Net income for the three months ended July 31 totaled $66.7 million, or 36 cents a share, compared with $97.7 million, or 53 cents, a year earlier, the Horsham, Pa.-based company said in a statement Tuesday. Revenue fell to $1.03 billion from $1.06 billion.
The results were driven by lower-than-expected profit margins and one-time impairments on land, according to Susan Maklari, an analyst with UBS Securities. Rising orders, especially for higher-priced homes in New York and California, are likely to lead to future growth, she said.
"The underperformance was driven by weaker profitability," Maklari, who expected earnings of 52 cents a share, said in a note to clients. "We continue to expect results will improve as we move into fiscal 2016, reflecting increased deliveries from higher-margin geographies and product."
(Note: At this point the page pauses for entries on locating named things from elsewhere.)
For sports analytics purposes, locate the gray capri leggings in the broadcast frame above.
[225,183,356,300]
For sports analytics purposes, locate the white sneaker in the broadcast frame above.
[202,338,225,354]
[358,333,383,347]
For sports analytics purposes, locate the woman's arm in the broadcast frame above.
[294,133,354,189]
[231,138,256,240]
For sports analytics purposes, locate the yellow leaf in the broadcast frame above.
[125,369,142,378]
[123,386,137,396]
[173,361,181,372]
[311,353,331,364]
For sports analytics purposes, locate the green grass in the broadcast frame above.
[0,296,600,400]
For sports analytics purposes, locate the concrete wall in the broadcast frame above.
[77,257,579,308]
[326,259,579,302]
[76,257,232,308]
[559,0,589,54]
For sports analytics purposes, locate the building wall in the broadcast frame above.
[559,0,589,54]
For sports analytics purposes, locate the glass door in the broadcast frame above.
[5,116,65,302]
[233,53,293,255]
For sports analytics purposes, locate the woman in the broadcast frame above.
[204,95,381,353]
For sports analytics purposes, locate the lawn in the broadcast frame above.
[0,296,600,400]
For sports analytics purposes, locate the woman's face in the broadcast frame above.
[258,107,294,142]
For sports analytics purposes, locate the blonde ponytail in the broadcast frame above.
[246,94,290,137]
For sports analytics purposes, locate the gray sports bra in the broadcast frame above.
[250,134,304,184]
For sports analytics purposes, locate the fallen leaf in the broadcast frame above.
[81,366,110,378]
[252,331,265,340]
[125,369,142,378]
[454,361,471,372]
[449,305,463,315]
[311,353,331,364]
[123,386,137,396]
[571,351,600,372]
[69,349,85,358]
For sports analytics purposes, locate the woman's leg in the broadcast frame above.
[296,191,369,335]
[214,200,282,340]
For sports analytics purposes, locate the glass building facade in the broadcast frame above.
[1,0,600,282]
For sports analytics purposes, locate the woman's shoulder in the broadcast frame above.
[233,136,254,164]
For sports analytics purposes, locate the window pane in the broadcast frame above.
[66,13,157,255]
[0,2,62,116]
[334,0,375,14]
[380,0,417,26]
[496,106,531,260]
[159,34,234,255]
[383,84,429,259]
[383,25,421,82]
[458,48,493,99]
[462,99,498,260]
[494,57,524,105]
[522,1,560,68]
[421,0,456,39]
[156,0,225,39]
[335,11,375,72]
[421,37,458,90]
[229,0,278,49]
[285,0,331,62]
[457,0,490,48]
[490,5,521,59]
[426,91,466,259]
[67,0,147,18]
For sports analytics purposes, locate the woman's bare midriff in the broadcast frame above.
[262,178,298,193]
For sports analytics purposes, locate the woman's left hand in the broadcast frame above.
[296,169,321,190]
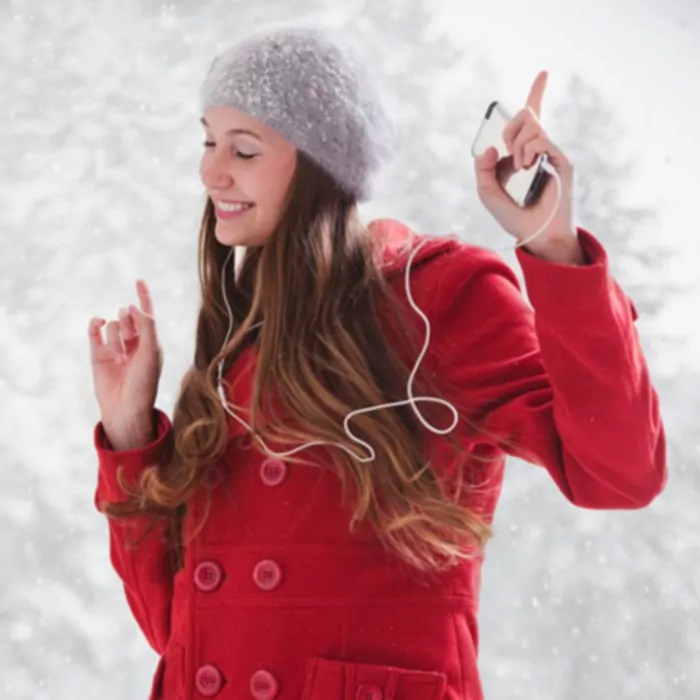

Toll fell 0.5% to $37.88 at 10:33 a.m. in New York, compared with a gain of 0.5% for Bloomberg's index of 22 homebuilders.
The company's average price of homes delivered dropped to $724,000 in the quarter from $732,000 a year earlier. Homebuilding deliveries fell 2% to 1,419 units.
The picture improves for Toll Brothers going forward as a rising market lifts sales and prices. Orders increased to $1.23 billion on 1,479 units from $949.1 million on 1,324 units, according to the statement. The average price of net signed contracts was $834,000, Toll's highest ever quarterly figure, the company said.
Demand for new homes has been growing, fueled by rising employment, an increasing number of households and historically low mortgage rates.
"This housing recovery appears to be built on a very solid foundation," Toll Chief Executive Officer Douglas Yearley said in the statement. "The slow but steady acceleration we and the industry are experiencing bodes well for the long-term health of the housing market."
Toll has diversified into apartment, active adult and high-rise condominium projects while expanding beyond its geographic base in the mid-Atlantic states to markets in coastal California, Texas and Florida.